The countryside was a very different place in 1962 when the first Cattistock Countryside show was held.
The world was different.
Only 25 years previous Cattistock itself got electricity for the first time. The Sunday Times became the first paper to print in colour. Neil Armstrong was yet to walk on the moon. And the Beatles had only just got together.
The winter of 1962 was one of the worst on record. The Frome river froze solid in many places and some villages were so badly cut off that they required deliveries via helicopter from Portland Naval base. Those who lived through it described it as true British Dunkirk spirit all over again.
A lot might’ve changed in 58 years but this spirit of country people banding together in times of crisis has not left us. We are living in very troubled times. But the countryside has stayed strong.
It’s this strength that we wanted to celebrate with this year’s show. In a time when so many shows have cancelled, we wanted to do something to give back and bring people together (at a distance of course).
The result was last Sunday. A jolly community day that brought laughter and hilarity, and a touch of confusion, back to the Frome valley.
At times, certainly for us, it might’ve seemed nothing short of chaos. It all seemed such a great idea at the time – host a show across five miles and four separate farms – what could be easier….we thought. In hindsight, lunatics and vagabonds wouldn’t have been as foolish.
But somehow it worked. The sun shone, and, bar a few lost walkers and escapee sheep, everything came together as if it was planned.
We achieved what we set out to achieve. A championing of the elements of our show that are important to us: great craftsmanship (Crafty Cattistock – Pod 1), delicious local produce and traditional farming practice (Bounty of the County – Pod 2), rural fun (Agy Sports – Pod 3) and rural pursuits (Fayre Game – Pod 4). Giving each of these their own space to flourish meant we could really focus on each and give our all to celebrating them – when a spirit of revival is so desperately needed from the trauma of the pandemic.
Flies were cast, hounds were shown, wellies were wanged, and we even managed to raise a bit for the Air Ambulance.
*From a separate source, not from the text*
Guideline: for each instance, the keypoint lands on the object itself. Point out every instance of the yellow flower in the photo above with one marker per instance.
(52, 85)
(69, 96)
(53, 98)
Unlike the winter of 1962, we didn’t need a helicopter (thankfully), but we managed to give a bit towards another that saves lives.
We can only apologise to those completely bamboozled by an overtly cryptic treasure hunt, or those still out there now counting mice…..
We will announce winners very soon and we thank you all for getting stuck in!
It’s difficult to know where to begin with thank yous. The army of incredible volunteers who gave up so much time and energy to ensure the day went ahead. The fantastically kind sponsors who supported the day even when they weren’t clear what shape the day would take. The gorgeous traders who came along despite knowing we’d have far smaller numbers than our regular show. And of course, all those of you who came, played along, forgave the mishaps and made our celebration of country life a proper party.
We can’t thank you enough.
Would we follow the same format and do it again? Who knows? All we know is in these times when all is so uncertain and hung in the balance one thing is for definite: we will be back next year, with the same dogged determination and something just as real and rural no matter what state the world is in.